For this purpose, three methodological pillars that penetrate the scales will be established: The first pillar is systems theory. The stability of dynamic functional states will be investigated at all levels of observation (genes, cells, networks, behaviour) as well as between the levels of observation. Emergent pathophysiological “brain states” in neurodegenerative and neurological diseases are given as examples. The second pillar consists of data-driven “machine learning” approaches. Using an appropriate algorithm, condition-determining variables are extracted from the flood of multidimensional data sets, which elude conventional hypothesis-driven approaches, also vertically through all levels. The third pillar represents the real-time intervention. Data-driven classifiers are used to reduce the complexity of data flows, which then allow for a real-time recording of the neural functional state. This in turn enables causal intervention, which has an effect on the neuronal system in the sense of a “closed loop”. An example of this are combined EEG-TMS approaches.

However, following the idea of the highly successful research focus on translational neuroscience (ftn), a separation between more basic scientific approaches, which work on animal models or cellular systems, and human scientific approaches is deliberately avoided. This prevents a “translational roadblock” in the germ.
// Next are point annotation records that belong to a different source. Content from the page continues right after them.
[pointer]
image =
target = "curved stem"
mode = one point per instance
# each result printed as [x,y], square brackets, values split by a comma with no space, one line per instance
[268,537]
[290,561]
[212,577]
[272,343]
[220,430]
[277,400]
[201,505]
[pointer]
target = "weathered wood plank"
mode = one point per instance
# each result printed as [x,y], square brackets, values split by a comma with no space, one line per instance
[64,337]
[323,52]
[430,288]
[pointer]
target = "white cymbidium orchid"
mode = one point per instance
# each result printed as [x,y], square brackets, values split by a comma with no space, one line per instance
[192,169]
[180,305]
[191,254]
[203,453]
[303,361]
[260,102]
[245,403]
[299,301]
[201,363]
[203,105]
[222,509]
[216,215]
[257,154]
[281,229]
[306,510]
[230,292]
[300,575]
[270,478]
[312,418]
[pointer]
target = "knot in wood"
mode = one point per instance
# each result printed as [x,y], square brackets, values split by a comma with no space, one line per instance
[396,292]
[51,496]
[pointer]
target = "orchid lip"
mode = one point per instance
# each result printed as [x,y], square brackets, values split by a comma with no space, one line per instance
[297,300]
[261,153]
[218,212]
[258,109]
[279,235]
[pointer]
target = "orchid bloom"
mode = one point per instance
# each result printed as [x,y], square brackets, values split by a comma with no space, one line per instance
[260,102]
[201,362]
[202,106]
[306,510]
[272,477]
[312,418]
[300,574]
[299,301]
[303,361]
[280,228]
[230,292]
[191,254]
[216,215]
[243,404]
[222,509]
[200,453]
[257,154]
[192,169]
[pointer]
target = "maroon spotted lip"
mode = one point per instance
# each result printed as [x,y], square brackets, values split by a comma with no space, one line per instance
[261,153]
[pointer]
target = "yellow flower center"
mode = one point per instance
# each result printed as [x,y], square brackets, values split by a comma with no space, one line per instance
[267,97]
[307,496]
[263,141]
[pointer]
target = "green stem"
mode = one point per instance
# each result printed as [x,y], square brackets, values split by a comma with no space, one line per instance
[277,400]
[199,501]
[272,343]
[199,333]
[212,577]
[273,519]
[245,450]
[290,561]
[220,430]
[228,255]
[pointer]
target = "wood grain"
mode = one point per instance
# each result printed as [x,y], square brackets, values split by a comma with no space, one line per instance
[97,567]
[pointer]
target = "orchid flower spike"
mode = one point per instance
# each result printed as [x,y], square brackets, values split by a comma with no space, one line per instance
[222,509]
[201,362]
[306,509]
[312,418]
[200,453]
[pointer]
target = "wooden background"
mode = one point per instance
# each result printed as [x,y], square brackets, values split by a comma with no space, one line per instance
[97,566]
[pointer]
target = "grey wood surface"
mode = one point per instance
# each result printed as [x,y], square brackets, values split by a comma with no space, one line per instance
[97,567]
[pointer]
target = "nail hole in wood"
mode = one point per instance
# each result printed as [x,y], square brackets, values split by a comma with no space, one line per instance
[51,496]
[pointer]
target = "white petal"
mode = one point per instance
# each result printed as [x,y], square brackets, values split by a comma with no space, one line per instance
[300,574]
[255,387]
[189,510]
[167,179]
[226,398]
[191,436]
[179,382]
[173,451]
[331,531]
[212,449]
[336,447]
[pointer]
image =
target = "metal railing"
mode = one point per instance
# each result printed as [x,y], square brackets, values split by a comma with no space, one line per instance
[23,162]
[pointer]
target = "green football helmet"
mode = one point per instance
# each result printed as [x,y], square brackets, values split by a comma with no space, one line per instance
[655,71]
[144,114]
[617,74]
In ISyN, the individual expertise of the research groups will be combined, and new concepts of method training and interaction of neuroscientists at all levels of education will be achieved. The instrument of the “SystemsClub” is to be initiated, which will focus on the exchange and training of the scientists carrying out the projects, especially at doctoral and postdoc level. In many cases, system-theoretical and data-driven methods are generic and can be applied to different questions by incorporating the relevant expert knowledge from the various areas of neuroscientific research. For this purpose, a series of seminars and method courses will make systems analysis comprehensible and applicable to a broad basis of neuroscientific research groups.

ISyN, established at the LIR, is also intended to be the link between new systems analysis cooperations with university and non-university partners.

All in all, the innovative, synergetic ISyN has the potential to have a considerable impact beyond the classical limitations of individual disciplines of neuroscience.